Son üç bölümde Sermet'i kendi karanlık hayatından sıyrılıp aşkın peşinden sürüklenmesine, karakterlerin hayatını yoluna sokmasına ve gereksiz dalgalanmalara veren kadro son bölümde bir sezonluk atraksiyona imza attı. Doğum, eğlence, gerginlik, komedi, ümit, çatışma, tatil... hepsini bir bölümde verdiler hem de son dakikalarını bol bol kullanarak. Çatışma sahnelerinde biraz aşırı operasyonel görüntüler olsa da Ali karakterinin Polat vari hareketleri yine durumu kurtardı. Aileleriyle boğuşurken aile haline gelen Deniz-Narin'in hikayesi haline gelen dizinin sonu da ikisiyle oldu. Hikayenin ağırlığının aksine ferahlatıcı bir sahil görüntüsüyle veda etti dizi.

Sorgulamamız, tartışmamız, göz önüne almamız gereken bir çok şeyi ortaya koyarken aynı zamanda özgürlük, medeniyet diye tutturduğumuz şeylerin insanı ne kadar yabanileştirdiğinin de bir kanıtıdır bence. Hele ki Narin'in son sahnelerde söylediği "bedeninden daha ağır bir insan oluyorsun." cümlesi derinine inildiğinden çok daha fazla anlam içermeli bence. Bir dram yığını içerisinde ezilmiş tüm bireyler kendini kurtarmayı başarmak sanarken savruluyor. Arka plana attığımız her şey yine ayağımıza dolanacaktır, hele ki çözülmemiş onca mevzumuz varken kendimizle.

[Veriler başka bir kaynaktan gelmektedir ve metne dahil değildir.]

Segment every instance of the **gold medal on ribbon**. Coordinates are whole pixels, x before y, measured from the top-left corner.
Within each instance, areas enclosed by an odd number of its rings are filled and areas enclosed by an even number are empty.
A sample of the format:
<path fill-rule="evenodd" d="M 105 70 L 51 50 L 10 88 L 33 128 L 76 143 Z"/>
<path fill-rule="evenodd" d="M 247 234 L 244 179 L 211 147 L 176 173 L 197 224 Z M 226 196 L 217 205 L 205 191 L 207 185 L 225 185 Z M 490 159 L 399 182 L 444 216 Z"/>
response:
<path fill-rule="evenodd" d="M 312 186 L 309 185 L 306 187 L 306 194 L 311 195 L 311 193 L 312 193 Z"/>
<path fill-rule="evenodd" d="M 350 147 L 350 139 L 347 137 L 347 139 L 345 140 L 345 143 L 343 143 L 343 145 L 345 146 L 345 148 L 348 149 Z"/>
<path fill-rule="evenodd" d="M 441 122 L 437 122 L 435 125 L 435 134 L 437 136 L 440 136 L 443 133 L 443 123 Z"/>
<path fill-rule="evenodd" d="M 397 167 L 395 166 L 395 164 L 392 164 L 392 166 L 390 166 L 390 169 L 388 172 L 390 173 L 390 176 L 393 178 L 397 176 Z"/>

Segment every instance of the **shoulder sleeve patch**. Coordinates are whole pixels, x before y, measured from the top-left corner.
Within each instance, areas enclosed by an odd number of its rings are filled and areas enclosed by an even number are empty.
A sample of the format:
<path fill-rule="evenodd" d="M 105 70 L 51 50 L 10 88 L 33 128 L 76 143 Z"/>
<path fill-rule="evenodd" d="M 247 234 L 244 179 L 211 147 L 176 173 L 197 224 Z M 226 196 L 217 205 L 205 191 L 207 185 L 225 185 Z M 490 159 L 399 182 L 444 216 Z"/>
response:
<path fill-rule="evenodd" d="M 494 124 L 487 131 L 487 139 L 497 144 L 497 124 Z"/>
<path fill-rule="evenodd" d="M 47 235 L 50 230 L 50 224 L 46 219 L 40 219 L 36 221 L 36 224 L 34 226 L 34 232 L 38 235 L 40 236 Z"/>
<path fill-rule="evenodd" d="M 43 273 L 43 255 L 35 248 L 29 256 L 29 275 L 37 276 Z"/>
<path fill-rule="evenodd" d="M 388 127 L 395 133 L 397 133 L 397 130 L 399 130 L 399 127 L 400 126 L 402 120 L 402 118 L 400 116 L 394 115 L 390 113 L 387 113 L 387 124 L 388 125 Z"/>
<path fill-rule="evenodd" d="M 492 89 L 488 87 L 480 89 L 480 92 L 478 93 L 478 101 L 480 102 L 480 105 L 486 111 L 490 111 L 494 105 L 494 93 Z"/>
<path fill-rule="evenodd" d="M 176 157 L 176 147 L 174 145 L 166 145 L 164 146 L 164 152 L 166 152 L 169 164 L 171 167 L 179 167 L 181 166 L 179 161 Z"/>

Kabullenişimiz de, itirazımız da haksız olabilir fakat bunu düşünmek istemeyiz asla. İşin en garibi ise her ne yapmış olursak olalım affedilebileceğimizi düşünmek isteriz. Bunun rahatlığıyla da yüzsüz yüzsüz hayattan her istediğimizi elde etmeye kalkarız. Yaptıklarımız için başkalarını suçlamak ya da kendimizi suçlayıp ezilmekte bir seçenektir tabi. Sonuç hiç de iyi bitmeyen seçenekler. Merhamet bir kadını elde etmek için, bir erkekle olmak için, para için, kurtulmak için, yeniden yaşamak için, barışmak ve affetmek için sahip olmamız gereken en önemli şeylerden biri. En çabuk tükettiklerimizden de biri aynı zamanda. Süs köpeklerini çantalarında taşıyıp cam silen çocuklara taş atan yeni tiki neslimiz gibi merhamet sahibi varlıklar da var tabi. Her şeyi yanlış anlıyoruz sonra da yalnızlığımıza suçlu arıyoruz.